At their annual meeting in Orlando, Southern Baptist Convention messengers on Wednesday approved a measure that tackles the controversy of female pastors.
The “Truth and Unity Amendment” passed with 74% approval, which exceeds the two-thirds majority required to change the SBC constitution known as the Baptist Faith and Message.
The amendment, introduced by Southern Seminary President Al Mohler, Jr., states SBC churches in good standing will not “affirm, appoint or endorse a woman serving in the office or function of a pastor/elder/overseer, such as preaching to the assembled congregation.”
Under its rules, the SBC must vote for and approve the amendment a second time next year for it to become permanent in the constitution.
Baptist Press editor Brandon Porter told American Family News the amendment will “specify a little bit more strictly who can serve as an elder and pastor and overseer of a local church."
Describing the amendment’s language, Liberty University spokesman Ryan Helfenbein said the measure clarifies that a pastor is the person who preaches to the assembled congregation and holds an office of authority over the entire congregation.
The amendment comes after some Southern Baptist churches have used the term “pastor” very broadly, and intentionally, to elevate a woman to the role of church pastor, Helfenbein said on American Family Radio Thursday.
That designation is different, he said, from a church that employs a female to oversee the children’s ministry, for example. The church might innocently refer to that role as “children’s pastor” rather than “children’s minister” or “children’s director.”
“It’s weird that’s it’s necessary, but it’s become necessary to make an amendment,” he told show host Jenna Ellis.
Describing the staff at many Southern Baptist churches, Ellis said there are many churches that use “pastor” loosely, such as a worship pastor or a children’s pastor, that include a female on staff.
“But to designate that term as a ‘pastor’ is trying to, I think, purposefully categorize women in leadership in a way that undermines the principle that is in Scripture,” Ellis warned.
“Yes, 100 percent right,” Helfenbein agreed.
SBC has booted several congregations
The looming issue of female SBC pastors, which was addressed with the Wednesday vote, dates back several years within the conservative-leaning denomination. Since 2019 to date, about 10 churches have been expelled and another 20 have left the SBC under scrutiny over their church staff titles, and theological beliefs, about female pastors.
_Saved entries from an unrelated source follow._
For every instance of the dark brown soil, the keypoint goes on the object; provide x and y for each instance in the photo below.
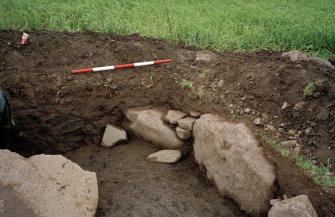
(57, 112)
(129, 185)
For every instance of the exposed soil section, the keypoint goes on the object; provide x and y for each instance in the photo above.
(57, 112)
(129, 185)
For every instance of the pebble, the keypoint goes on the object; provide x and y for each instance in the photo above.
(257, 121)
(291, 132)
(297, 150)
(281, 130)
(247, 110)
(299, 106)
(270, 127)
(220, 84)
(285, 105)
(308, 131)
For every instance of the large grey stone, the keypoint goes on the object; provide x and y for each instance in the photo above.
(113, 135)
(174, 115)
(165, 156)
(186, 123)
(149, 124)
(50, 185)
(235, 162)
(294, 207)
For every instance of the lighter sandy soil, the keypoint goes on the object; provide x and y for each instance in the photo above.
(129, 185)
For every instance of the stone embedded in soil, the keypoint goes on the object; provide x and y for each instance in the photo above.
(257, 121)
(186, 123)
(183, 134)
(195, 114)
(113, 135)
(50, 185)
(235, 162)
(174, 115)
(204, 56)
(289, 143)
(323, 114)
(149, 124)
(165, 156)
(332, 59)
(294, 207)
(299, 106)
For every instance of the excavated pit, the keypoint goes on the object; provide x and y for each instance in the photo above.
(57, 112)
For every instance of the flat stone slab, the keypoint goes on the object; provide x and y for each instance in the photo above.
(186, 123)
(235, 162)
(174, 115)
(294, 207)
(113, 135)
(183, 134)
(149, 124)
(165, 156)
(50, 185)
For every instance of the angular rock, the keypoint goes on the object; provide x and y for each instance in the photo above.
(174, 115)
(165, 156)
(113, 135)
(50, 185)
(204, 56)
(149, 124)
(186, 123)
(289, 143)
(257, 121)
(183, 134)
(295, 207)
(332, 59)
(299, 106)
(195, 114)
(235, 162)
The most famous disagreement happened over female pastors at Saddleback, the California church famous for its founder and best-selling author, Rick Warren. That megachurch drew attention when Warren ordained three women as pastors in 2021.
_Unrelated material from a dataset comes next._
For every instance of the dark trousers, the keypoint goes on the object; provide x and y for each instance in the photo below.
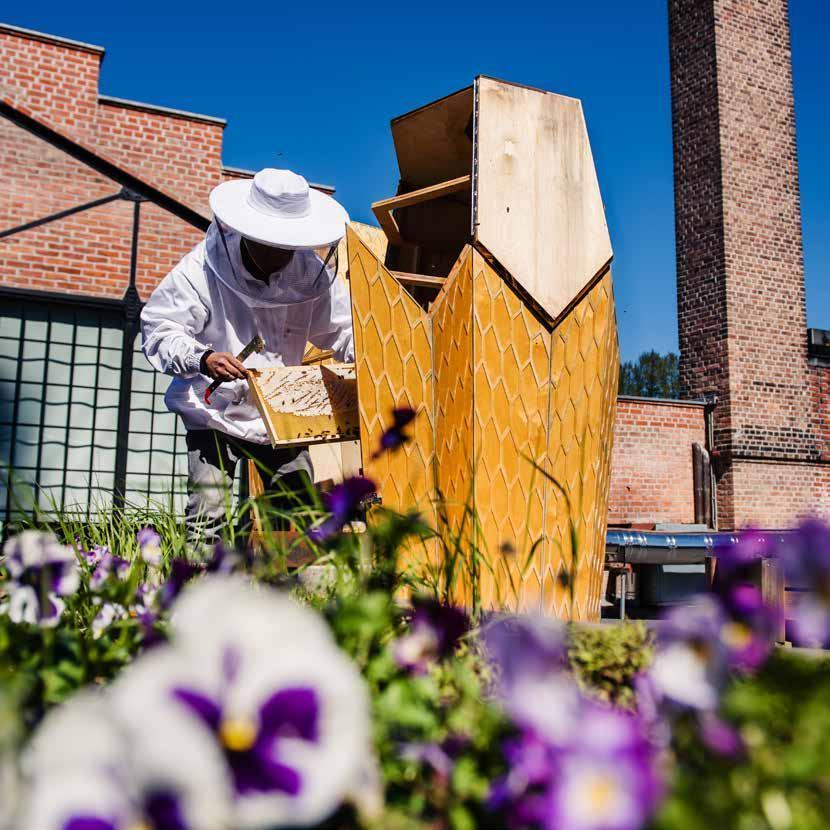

A second church targeted by the Convention is a Louisville, Kentucky church called Fern Creek Baptist Church. A female pastor named Linda Barnes Popham has led that church since 1993 after beginning as the music and youth minister.
NYT story blames 'faction' within SBC
In its story on the SBC vote, a CNN story quoted a group called the Baptist Women in Ministry that slammed the amendment.
“We express our solidarity with the women in ministry who have been harmed by this vote, the hateful rhetoric and propaganda leading up to the vote, and the damaging theology the vote represents,” the group, affiliated with the liberal Cooperative Baptist Fellowship, stated.
According to a related New York Times story about the Wednesday vote, an unnamed “faction” within the SBC wants to “steer the country’s largest Protestant denomination to the right.”
In reality, however, many Southern Baptists know the denomination has maintained a conservative view on biblical orthodoxy, and cultural issues such as abortion and homosexuality, for nearly a half-century.
That period of internal conflict, dating back to the late 1970s, has been called the “conservative resurgence” after SBC leaders Adrian Rogers, Paige Patterson, and Charles Stanley beat back a liberal drift in Southern Baptist pulpits and seminaries.
Mohler, now 66, was a seminary student during that period. He has credited those SBC leaders for rescuing the seminaries from theological liberalism that had captured mainline denominations decades earlier.
In more liberal mainline denominations, the first female pastors appeared behind the pulpit as far back as the 1950s in Presbyterian churches and Methodist churches. Lutheran churches and Episcopal churches followed that liberal trend in the 1970s.
Now, 75 years later, there is fierce debate within the Presbyterian Church (U.S.A.) over a measure requiring ordained clergy to maintain monogamous sexual relationships, Fox News reported.
That proposed rule, which will be debated this summer, is opposed by the Advisory Committee on Social Witness Policy, Advocacy Committee for Women and Gender Justice, and Advocacy Committee on LGBTQIA+ Equity.
Without addressing that controversy specifically, Helfenbein warned that denominations that take an egalitarian view on female pastors typically don't stop with that liberal orthodoxy.
"I'm not talking about months or years," he stressed, "but in decades those churches invariably become liberal on a whole variety of social issues. That happens. That is historical. It's well-documented."